Bagaimana perasaanmu jika istri yang sangat kamu cintai malah menjodohkan mu dengan seorang wanita dengan alasan menginginkan seorang anak.
Ya inilah yang dirasakan Bima. Dena, sang istri telah menyiapkan sebuah pernikahan untuknya dengan seorang gadis yang bernama Lily, tanpa sepengetahuan dirinya.
Bima sakit hati, bagaimanapun juga dia sangat mencintai istrinya, meskipun ia tahu sang istri tidak bisa memberikannya keturunan.
Bisakah Lily berharap Bima akan mencintainya? Meskipun Bima sangat dingin padanya, tapi Lily telah berjanji satu hal pada Dena. Sanggupkah Lily menepati janjinya?
Karya ini diterbitkan atas izin NovelToon trias wardani, isi konten hanyalah pandangan pribadi pembuatnya, tidak mewakili NovelToon sendiri
bab 27
Dia membelai pipiku lalu turun ke dagu. Menariknya sedikit membuat mulutku terbuka dan tanpa meminta persetujuanku dia melesakan lidahnya. Dia benar membersihkan semua yang sudah terjadi. Perlahan bayangan kotor dan menjijikan itu hilang dari fikiranku, tergantikan dengan momen indah saat ini. Sangat lembut bahkan rasa perih di sudut bibirku sudah tidak kurasakan lagi. Entah kenapa lidahku bergerak dengan sendirinya. Tapi aku tidak bisa mengimbangi pergerakannya yang sudah lihai. Aku tidak pernah berciuman dengan siapapun selama ini. Ah dan jangan membahas soal pria br*ngs*k itu. Anggap saja aku hanya sial. Kesialan yang membuatku sangat terpuruk.
Kurasa udara semakin menipis disini. Rasanya sesak. Pak Bima sangat lihai menggerakkan lidahnya. Menggerakkannya ke kanan dan ke kiri. Menarik ulur lidahnya keluar masuk mulutku. Terkadang membelit lidahku dan menariknya perlahan. Aku meremas lengan jas Pak Bima erat. Dadaku semakin sesak, tapi aku tidak mau menghentikan ciuman ini. Aku sudah gila!!

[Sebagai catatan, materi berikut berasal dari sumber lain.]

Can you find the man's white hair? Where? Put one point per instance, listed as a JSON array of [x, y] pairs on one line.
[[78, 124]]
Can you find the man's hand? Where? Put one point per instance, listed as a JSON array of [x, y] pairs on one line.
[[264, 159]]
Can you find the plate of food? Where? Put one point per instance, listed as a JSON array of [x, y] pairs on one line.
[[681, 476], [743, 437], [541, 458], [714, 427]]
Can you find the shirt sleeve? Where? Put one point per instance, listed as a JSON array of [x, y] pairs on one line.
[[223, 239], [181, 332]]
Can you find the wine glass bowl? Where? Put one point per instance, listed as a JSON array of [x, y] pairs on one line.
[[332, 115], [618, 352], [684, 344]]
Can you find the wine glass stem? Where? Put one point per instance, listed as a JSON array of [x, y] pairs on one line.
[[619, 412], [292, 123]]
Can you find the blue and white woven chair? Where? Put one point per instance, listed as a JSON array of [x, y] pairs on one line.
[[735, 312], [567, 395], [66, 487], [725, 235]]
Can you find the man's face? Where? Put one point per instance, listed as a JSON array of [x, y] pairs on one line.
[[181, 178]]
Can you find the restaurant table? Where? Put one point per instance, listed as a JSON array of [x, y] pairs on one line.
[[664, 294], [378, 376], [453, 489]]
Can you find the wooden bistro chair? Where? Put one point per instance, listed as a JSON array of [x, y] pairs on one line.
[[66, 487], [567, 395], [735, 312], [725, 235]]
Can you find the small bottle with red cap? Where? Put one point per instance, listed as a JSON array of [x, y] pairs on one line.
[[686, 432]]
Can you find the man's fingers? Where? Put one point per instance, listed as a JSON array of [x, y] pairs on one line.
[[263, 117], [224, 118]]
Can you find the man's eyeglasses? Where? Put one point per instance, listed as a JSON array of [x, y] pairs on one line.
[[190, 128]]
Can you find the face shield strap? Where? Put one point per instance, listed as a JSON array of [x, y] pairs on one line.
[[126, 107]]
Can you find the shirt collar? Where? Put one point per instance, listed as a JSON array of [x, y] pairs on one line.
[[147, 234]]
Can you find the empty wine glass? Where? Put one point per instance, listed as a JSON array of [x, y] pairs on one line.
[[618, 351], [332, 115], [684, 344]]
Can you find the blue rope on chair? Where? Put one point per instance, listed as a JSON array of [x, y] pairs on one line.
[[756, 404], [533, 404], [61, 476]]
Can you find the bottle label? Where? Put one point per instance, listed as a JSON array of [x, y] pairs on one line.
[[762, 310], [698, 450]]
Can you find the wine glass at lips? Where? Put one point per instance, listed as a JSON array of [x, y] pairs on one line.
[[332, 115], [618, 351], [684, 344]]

Aku kecewa saat Pak Bima menyudahi ciuman kami. Nafasku terengah ku palingkan wajahku ke samping, tidak mau memperlihatkan raut kesal dan kecewaku. Dia membingkai wajahku dan kemudian menciumi seluruh wajahku. Semua. Demi apa? Oh ya Tuhan. Rasanya dadaku akan meledak sebentar lagi! Ah aku harap wajahku tidak berubah warna seperti bunglon! Aku manusia! Aku manusia!
Dia tersenyum "Aku udah bersihin semua. Apa ada yang terlewat mungkin?"
"Di dalam sana?" dia menunjuk ke arah tanganku yang tanpa sadar memegangi dadaku
Aku mendongak melihat ke dalam matanya dan tersadar lalu dengan cepat menggeleng.
"Aku akan kembali ke kamarku. Kamu istirahat saja. Kalau butuh apa-apa kamu telfon aku. Oke?" Aku terkejut.
Kamarnya?
Apa dia tidak akan tidur disini?
"Tadi sore aku pesan kamar yang lain. Maaf semalam kita harus tidur satu ruangan karena kamar hotel penuh. Aku ada di kamar sebelah." dia menunjuk dengan menggunakan ibu jarinya.
Aku mengangguk pelan. Ku lihat dia berdiri dan membantu ku berbaring dengan nyaman lalu menyelimuti tubuhku hingga ke leher. Lalu dia pergi dan terakhir kali aku melihat punggungnya sebelum dia menghilang di balik pintu.
Aku membuka selimutku dan duduk di tepi ranjang. Benar. Aku baru sadar kalau sedari tadi hanya ada koperku saja disana.
Hahh...
Jangan katakan kalau aku kecewa!
Ingat perjanjian! Ingat Ly!
Tapi...
Aku menyentuh bibirku, dan tanpa sadar tersenyum.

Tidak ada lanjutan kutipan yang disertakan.